West Side Interceptor Project will help alleviate aging sewer lines, allow for continued development

By Justin Franz
Map of new sewer main to be built this year.

Work is expected to begin on a multi-million dollar wastewater project in Kalispell this spring that will simultaneously help alleviate an over-burdened sewage system and clear the way for continued development on the west side of town.

The West Side Interceptor Project has been on the Kalispell Public Works’ wish list for more than a decade and, after years of planning, the city is finally soliciting for bids from contractors. The project will see the construction of 45,000 feet of sewage main line from downtown Kalispell north to the intersection of U.S. Highway 93 and West Reserve Drive.

“This project is putting us in a great position for future growth,” said City Manager Doug Russell, adding that had the West Side Interceptor not already been in the planning stages the last few years’ development would have slowed to a trickle.

The West Side Interceptor is the largest public work’s project in Kalispell since the wastewater treatment plant was upgraded in 2009. When the project is completed this fall it is expected to have cost more than $10 million.
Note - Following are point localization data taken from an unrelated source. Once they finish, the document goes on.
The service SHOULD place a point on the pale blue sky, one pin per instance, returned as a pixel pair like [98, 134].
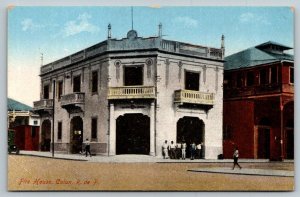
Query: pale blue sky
[60, 31]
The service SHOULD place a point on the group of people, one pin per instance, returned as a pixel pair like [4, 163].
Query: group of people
[177, 151]
[87, 148]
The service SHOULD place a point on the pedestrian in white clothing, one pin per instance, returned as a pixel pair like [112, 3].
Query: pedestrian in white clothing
[183, 149]
[165, 149]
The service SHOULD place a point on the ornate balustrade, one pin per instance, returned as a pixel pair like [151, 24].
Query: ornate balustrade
[72, 99]
[44, 104]
[131, 92]
[193, 97]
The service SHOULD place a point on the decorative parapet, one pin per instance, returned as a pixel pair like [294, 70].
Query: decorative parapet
[72, 99]
[137, 43]
[193, 97]
[44, 104]
[131, 92]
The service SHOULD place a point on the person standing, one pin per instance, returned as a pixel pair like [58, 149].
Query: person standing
[165, 149]
[199, 147]
[172, 150]
[183, 149]
[87, 147]
[236, 158]
[192, 149]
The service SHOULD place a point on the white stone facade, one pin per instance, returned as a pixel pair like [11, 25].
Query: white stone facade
[164, 72]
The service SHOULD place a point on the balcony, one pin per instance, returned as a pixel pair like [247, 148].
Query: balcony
[43, 106]
[193, 97]
[74, 101]
[131, 92]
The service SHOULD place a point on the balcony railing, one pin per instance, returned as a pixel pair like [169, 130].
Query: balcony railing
[131, 92]
[193, 97]
[72, 99]
[44, 104]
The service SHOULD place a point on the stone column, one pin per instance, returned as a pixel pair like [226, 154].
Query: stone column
[152, 130]
[112, 130]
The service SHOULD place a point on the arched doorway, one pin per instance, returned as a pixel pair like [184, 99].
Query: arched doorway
[190, 129]
[263, 145]
[76, 135]
[46, 135]
[133, 134]
[289, 136]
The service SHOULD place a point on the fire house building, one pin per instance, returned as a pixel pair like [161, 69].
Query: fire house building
[127, 96]
[259, 103]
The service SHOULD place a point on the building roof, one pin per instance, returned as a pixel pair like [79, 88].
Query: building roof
[134, 43]
[13, 105]
[257, 55]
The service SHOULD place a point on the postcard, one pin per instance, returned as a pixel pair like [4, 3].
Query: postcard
[109, 98]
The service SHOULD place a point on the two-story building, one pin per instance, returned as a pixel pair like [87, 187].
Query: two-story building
[259, 102]
[25, 125]
[130, 95]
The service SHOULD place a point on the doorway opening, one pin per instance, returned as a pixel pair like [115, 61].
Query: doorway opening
[133, 134]
[46, 135]
[76, 135]
[190, 129]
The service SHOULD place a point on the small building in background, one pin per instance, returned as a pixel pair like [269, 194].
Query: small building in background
[25, 124]
[259, 103]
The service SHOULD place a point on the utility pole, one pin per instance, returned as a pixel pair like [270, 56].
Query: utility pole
[53, 112]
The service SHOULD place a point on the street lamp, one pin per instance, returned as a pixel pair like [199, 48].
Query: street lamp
[53, 96]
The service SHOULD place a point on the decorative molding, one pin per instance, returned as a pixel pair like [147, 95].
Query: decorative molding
[149, 63]
[167, 71]
[204, 74]
[180, 70]
[217, 79]
[118, 65]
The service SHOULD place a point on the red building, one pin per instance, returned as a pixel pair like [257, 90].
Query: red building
[25, 125]
[259, 103]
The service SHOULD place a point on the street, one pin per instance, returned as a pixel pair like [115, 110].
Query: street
[37, 173]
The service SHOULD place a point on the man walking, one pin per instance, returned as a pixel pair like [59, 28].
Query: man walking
[165, 149]
[235, 158]
[87, 147]
[183, 149]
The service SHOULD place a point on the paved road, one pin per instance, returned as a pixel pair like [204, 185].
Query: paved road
[37, 173]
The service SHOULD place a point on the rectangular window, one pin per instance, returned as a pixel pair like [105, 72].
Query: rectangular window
[59, 130]
[94, 128]
[76, 84]
[239, 80]
[263, 77]
[60, 89]
[192, 81]
[33, 132]
[227, 132]
[46, 91]
[291, 74]
[250, 79]
[133, 75]
[95, 82]
[274, 74]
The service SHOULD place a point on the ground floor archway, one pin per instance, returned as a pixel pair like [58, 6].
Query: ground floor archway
[190, 129]
[263, 139]
[46, 135]
[76, 135]
[133, 134]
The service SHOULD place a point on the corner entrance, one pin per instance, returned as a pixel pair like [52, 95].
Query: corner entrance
[263, 148]
[190, 129]
[133, 134]
[46, 135]
[76, 135]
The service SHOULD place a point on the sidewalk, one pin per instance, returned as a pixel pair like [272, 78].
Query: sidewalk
[246, 171]
[136, 158]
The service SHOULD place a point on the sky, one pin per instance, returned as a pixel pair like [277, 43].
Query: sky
[60, 31]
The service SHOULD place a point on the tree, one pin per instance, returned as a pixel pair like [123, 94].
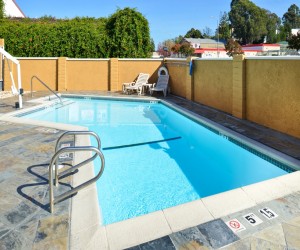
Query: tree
[186, 49]
[233, 47]
[224, 27]
[129, 34]
[272, 25]
[291, 18]
[152, 45]
[207, 32]
[193, 33]
[2, 9]
[294, 42]
[165, 47]
[248, 21]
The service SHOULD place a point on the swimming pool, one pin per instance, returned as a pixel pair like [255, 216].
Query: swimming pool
[157, 158]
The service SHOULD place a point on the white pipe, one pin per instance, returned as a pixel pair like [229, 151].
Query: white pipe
[20, 86]
[13, 87]
[9, 56]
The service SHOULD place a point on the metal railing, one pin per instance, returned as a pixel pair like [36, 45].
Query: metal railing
[53, 167]
[81, 163]
[31, 82]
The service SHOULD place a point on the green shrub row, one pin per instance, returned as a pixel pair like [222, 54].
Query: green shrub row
[78, 37]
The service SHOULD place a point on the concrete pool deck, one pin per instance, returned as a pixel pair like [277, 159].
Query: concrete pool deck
[25, 222]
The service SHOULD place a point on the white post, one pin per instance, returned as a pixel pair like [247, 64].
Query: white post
[20, 86]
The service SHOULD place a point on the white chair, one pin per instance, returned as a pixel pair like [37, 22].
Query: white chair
[136, 85]
[161, 85]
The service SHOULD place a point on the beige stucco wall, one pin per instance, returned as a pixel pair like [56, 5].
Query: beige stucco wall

The new sewage main will provide service for about 4,936 acres on the northwest side of Kalispell, enough to support more than 17,600 households and 44,195 people. The project is being split into five sections so that different contractors can bid on it, although Public Works Director Susie Turner said any contractor can bid on one or all of the sections.

The first section connects with an existing 30-inch sewer main on 10th Street West, about two blocks south of Flathead High School, and runs west following Eighth Avenue West, Eighth Street West and Seventh Street West. The main will briefly run up South Meridian Road before traveling along the railroad right-of-way north before going under the U.S. Highway 93 bypass near Applewood Drive.

When the bypass was constructed in 2015, a section of sewer main was installed under the road in anticipation of the project. The second section of main will briefly follow the Great Northern Historical Trail before turning north under U.S. Highway 2, where contractors will have to tunnel underneath the highway as opposed to digging it up. The second section ends near Three Mile Drive.

Sections three and four travel through neighborhoods along Three Mile Drive and end near Glacier High School. And the final section runs from the roundabout just west of the high school under Old Reserve Drive to U.S. Highway 93 where it meets up with existing infrastructure.

About 34,000 feet of the project will be made up of gravity main and 11,000 feet of it will be forced main, which features a pumping system to move sewage up rises in the main. Turner said forced main often requires more maintenance and so it is only used when it absolutely necessary. The pipe will be on average about 4 feet deep in the ground, although there are points where it will be even deeper, including one location where it will be 28 feet below the surface.

Turner said construction is expected to begin in June and completed before Dec. 1. The project will result in a number of detours in town throughout the summer and fall, although Turner notes that among the requirements for contractors is to have the fewest number of streets closed as possible at any one time during the project.

“We want to make sure there is minimal inconvenience for the public,” she said.

The first four sections of the project – stretching from Eighth Avenue West all north to Old Reserve Drive near Glacier High – will most likely take place over the summer, whereas the final section will wait until autumn. Turner said the final section under Old Reserve can’t be built until it can be connected with the rest of the system, so she expects the eventual contractor will wait until September to work on that project.

While heavy construction will begin in the coming weeks, in many ways the hardest parts of the project completed for city officials. Turner said it has taken nearly a decade to plan and design the project, one of the largest the department has undertaken in recent history. The project required a dozen different permits, mostly from the Montana Department of Environmental Quality.

“There was a lot of work that went into this effort,” she said.